“我自己。”
涂春花嗤了一声,那个笑的含义很明确。
“蹭老头蹭的吧?”涂春花声音不大不小,刚好周围几桌都能听见。
苏晚夹了一筷子青菜,慢慢嚼完,咽下去。
“涂姐,我是还有得蹭。”她放下筷子,正眼看着涂春花,“你呢?你想蹭都没那个机会。”
食堂里一下子安静了那么两秒。
涂春花手里的筷子顿住了。
苏晚继续吃饭,那口青菜嚼得不急不缓,把碗里的米饭扒拉得干干净净。吃完,站起来,把餐盘送到回收处。经过涂春花身边的时候,她停了一下。
“涂姐,你家那个电话号我帮你问了,排在第四十三位,快了,再等仨月差不多。
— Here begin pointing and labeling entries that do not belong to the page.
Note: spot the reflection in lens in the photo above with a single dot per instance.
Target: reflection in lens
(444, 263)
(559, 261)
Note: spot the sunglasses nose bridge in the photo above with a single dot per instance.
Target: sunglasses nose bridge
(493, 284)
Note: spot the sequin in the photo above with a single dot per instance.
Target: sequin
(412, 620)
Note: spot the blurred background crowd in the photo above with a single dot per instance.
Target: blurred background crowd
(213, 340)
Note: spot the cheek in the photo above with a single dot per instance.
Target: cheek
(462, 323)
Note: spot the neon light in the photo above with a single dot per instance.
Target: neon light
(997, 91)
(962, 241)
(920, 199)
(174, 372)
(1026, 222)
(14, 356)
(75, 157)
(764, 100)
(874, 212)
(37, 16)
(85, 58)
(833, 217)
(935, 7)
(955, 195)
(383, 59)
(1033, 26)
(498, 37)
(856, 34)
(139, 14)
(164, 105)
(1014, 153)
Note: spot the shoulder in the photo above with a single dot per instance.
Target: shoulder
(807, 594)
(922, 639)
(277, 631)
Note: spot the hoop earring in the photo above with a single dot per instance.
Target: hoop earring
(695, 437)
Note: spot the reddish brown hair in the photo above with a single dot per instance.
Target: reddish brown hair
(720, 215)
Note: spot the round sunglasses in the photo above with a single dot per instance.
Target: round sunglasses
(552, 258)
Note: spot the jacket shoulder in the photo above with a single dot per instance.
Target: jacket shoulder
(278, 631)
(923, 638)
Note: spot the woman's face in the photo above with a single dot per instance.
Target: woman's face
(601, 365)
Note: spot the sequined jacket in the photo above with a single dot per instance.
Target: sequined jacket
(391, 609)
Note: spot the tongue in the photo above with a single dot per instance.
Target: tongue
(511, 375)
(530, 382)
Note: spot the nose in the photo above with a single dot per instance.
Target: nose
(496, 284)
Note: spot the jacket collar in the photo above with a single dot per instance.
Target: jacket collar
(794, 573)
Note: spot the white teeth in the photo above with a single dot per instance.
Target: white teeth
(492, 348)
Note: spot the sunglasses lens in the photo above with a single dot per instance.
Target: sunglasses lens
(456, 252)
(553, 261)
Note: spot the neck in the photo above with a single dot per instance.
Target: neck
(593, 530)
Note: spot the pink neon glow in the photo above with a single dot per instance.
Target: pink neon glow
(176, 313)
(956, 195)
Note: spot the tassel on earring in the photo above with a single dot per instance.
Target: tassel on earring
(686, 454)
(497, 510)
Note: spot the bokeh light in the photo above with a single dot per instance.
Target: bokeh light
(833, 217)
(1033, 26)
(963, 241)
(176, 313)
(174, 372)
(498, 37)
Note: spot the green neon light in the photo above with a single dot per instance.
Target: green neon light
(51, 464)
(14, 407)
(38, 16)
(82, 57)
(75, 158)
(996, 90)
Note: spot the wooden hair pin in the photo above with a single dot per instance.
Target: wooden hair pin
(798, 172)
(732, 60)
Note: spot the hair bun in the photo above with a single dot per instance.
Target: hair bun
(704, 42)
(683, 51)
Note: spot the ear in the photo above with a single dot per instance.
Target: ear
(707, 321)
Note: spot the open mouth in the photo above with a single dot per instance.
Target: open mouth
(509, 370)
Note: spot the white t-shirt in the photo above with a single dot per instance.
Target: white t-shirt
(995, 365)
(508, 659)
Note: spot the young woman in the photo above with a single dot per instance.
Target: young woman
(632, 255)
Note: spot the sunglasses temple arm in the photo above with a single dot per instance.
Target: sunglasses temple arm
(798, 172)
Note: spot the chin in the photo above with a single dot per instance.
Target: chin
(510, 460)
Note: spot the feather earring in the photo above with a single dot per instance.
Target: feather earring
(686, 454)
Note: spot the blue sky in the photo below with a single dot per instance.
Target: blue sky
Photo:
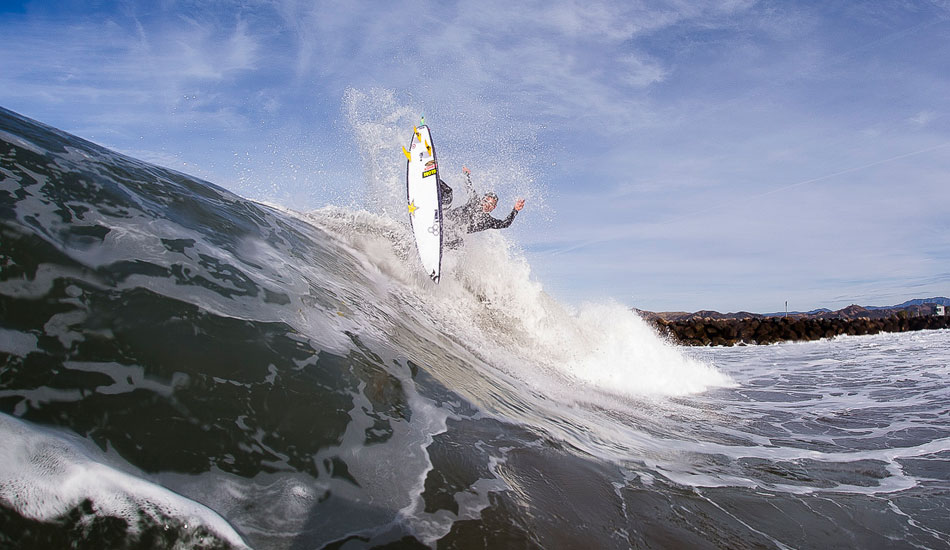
(675, 155)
”
涂春花气得筷子都掉了。
苏晚出了食堂,迎面碰上赵德胜。
赵德胜斜着眼看她,鼻子里哼了一声。
苏晚从口袋里掏出一粒大白兔奶糖,剥了纸扔进嘴里。甜丝丝的奶味化开来,冬天吃这个最舒服了。
她不回头。
身后食堂里,涂春花已经跳起来了,拉着旁边的人数落苏晚的不是。越说越激动,连苏晚她妈离婚的事都扯出来了,说母女俩一个德行。
有人附和,有人听热闹,也有人皱眉头走了。
厂子就这么大,每天抬头低头见的,谁家什么事用不了两天全厂都知道。苏晚打从做这一行开始就想明白了——人的嘴你堵不住,但人的眼不瞎。
她不需要所有人喜欢她,只需要关键的几个人认可她。
而陆峥给她递来的这张通行证,不管旁人怎么揣测,她接了,用了,用得坦坦荡荡。至于日后怎么还这份人情,那是她自己的事。
晚上回到饭店后厨,胡丽丽正在炖一锅老母鸡汤。
苏晚趴在灶台边闻了一下,伸手去捞鸡腿,被胡丽丽拿勺子敲了一下手背。
“没熟呢。”
“我先尝尝味道。”
“你就是嘴馋。”
苏晚嘿嘿笑了两声,从兜里掏出两粒大白兔奶糖放在灶台上。
“给你的,甜的。”
胡丽丽看了她一眼,没说话,把奶糖收起来,塞进围裙口袋里。
锅里的鸡汤咕嘟咕嘟冒着泡,油花在汤面上转圈。外面风刮得很大,把后厨的窗户吹得嘎嘎响。